By the Queensland Centre for Perinatal and Infant Mental Health
Severe weather events like cyclones, floods, fires or drought can be scary for people of all ages, but babies and young children may feel particularly insecure and vulnerable. Too young to fully understand what’s happening, they may be frightened by the sights and sounds around them – thunder, lightning, flames, sirens, helicopters. Babies and young children are also affected by the emotions of their parents, siblings and others. Stress may affect their sleep, eating, toileting, mood and relationships.
After a stressful event, a young child may feel anxious and, uptight, struggling to concentrate or remember things. They may lose their sense of trust in the world, feeling afraid to explore and experiment. Their mood may be sad, ‘flat’ or irritable. Any of these emotional problems may interfere with their learning and development.
It’s important to remember that every child is different. One may bounce cheerfully through a natural disaster, while another may need a lot of reassurance and support. Having a cuddle, playing a therapeutic game or reading a story with a caring adult can help a young child work through distressing experiences and regain confidence.
How to help your child recover from a severe weather event
- Spend time with them to help them feel safe
- Get back to regular routines as soon as possible
- Play with them – choose activities they enjoy such as bubbles, play dough, reading, singing and dancing
- Laugh and have fun together
- Communicate with others who help care for your child, such as family members, neighbours, kindy teachers, your GP
- Help your child feel understood by helping to label their feelings. For example, “I can see you’re feeling sad.”
- Limit their exposure to TV and radio reporting on the severe weather
- Look after yourself – as they say on planes, ‘fit your own oxygen mask first so you can help others, including children’

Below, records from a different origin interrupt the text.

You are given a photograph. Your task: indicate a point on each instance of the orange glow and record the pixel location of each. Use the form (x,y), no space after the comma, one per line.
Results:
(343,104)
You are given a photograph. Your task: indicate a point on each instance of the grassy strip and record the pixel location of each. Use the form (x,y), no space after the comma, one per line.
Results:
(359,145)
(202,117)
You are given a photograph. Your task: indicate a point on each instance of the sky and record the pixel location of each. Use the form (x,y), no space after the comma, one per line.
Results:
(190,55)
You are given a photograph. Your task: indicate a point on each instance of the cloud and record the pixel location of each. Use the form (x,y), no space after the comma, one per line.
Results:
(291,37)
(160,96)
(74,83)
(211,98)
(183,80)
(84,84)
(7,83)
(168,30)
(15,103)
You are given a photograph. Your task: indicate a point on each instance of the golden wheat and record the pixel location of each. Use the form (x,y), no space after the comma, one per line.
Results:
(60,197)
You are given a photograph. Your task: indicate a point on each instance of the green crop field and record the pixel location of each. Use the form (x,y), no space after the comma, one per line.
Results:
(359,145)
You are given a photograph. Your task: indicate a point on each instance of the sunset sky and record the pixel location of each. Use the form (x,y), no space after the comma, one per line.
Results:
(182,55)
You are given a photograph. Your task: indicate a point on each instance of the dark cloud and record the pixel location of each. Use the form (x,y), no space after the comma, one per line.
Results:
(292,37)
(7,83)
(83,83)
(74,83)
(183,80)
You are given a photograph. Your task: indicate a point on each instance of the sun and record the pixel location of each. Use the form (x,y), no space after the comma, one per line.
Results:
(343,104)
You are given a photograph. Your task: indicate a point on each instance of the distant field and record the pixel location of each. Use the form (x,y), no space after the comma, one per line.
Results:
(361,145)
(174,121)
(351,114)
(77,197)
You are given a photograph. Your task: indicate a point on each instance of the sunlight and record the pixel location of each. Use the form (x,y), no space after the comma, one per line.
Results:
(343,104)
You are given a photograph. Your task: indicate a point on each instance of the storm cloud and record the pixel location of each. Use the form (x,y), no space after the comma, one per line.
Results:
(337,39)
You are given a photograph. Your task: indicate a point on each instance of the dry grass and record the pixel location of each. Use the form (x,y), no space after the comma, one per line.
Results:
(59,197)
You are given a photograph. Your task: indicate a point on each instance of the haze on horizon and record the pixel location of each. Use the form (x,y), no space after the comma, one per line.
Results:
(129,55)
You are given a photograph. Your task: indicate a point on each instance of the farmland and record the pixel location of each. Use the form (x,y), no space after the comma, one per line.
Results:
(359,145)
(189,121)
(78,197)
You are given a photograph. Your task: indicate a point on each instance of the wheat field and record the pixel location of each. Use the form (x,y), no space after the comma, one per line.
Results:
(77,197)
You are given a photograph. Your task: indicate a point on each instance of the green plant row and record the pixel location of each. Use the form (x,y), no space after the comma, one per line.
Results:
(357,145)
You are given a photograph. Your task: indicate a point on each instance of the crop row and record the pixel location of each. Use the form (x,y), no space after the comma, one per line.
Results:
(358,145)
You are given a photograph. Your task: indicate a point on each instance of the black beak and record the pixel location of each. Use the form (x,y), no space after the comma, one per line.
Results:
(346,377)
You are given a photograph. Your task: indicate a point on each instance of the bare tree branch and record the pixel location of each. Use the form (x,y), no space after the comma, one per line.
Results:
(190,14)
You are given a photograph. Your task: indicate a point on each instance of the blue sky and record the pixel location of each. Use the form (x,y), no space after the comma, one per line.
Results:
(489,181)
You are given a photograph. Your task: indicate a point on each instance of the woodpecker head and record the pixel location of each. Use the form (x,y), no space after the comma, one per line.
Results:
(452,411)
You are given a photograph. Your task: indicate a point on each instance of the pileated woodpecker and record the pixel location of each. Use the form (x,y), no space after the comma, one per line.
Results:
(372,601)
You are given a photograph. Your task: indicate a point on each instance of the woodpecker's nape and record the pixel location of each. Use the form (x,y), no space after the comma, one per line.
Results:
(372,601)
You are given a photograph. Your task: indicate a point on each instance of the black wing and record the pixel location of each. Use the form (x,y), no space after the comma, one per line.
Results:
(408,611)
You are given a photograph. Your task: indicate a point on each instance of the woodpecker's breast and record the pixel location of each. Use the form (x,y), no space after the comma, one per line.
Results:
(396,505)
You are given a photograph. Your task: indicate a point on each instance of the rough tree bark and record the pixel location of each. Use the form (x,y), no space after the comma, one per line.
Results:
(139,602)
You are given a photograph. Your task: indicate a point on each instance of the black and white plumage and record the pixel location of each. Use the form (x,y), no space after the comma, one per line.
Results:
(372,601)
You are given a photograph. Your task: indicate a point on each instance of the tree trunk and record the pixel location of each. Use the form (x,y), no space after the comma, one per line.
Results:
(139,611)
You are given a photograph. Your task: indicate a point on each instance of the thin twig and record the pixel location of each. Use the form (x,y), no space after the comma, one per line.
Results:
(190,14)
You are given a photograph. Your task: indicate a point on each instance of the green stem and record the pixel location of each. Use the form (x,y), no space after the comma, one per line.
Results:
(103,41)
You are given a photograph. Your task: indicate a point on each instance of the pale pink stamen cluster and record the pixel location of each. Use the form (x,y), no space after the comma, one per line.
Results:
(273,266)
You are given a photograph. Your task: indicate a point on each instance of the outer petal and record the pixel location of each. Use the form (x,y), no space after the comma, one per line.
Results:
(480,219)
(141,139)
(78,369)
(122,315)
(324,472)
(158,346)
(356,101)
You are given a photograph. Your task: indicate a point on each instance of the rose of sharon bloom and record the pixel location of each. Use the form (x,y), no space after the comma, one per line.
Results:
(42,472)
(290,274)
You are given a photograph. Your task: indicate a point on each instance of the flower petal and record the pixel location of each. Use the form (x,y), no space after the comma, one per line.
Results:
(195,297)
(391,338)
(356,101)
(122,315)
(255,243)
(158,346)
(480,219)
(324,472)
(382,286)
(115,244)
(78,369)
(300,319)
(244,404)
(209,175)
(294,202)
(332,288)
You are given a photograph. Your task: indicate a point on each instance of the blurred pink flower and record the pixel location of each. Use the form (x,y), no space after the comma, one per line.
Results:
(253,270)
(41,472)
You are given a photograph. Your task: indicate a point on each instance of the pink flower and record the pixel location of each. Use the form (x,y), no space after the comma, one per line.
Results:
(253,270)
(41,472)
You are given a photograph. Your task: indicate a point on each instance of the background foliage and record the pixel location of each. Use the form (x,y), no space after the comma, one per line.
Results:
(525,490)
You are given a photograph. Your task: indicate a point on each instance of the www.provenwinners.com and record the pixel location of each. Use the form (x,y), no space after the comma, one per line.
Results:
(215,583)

- Read a storybook together
Build healthy, resilient minds
When babies and young children experience loving and stable relationships, they learn what to expect of others and the world. By paying attention and responding supportively, you teach your baby or young child that:
- They are worthy of being cared for
- You are dependable and will look after them when they are upset
Babies and young children manage their feelings through relationships with their parents and other caring adults. Strong relationships help babies and young children recover from stressful times.
Where to get help
If you have any concerns about your child’s mental health or emotional wellbeing after severe weather or any distressing experience, please speak to your GP or local Child and Youth Mental Health Service.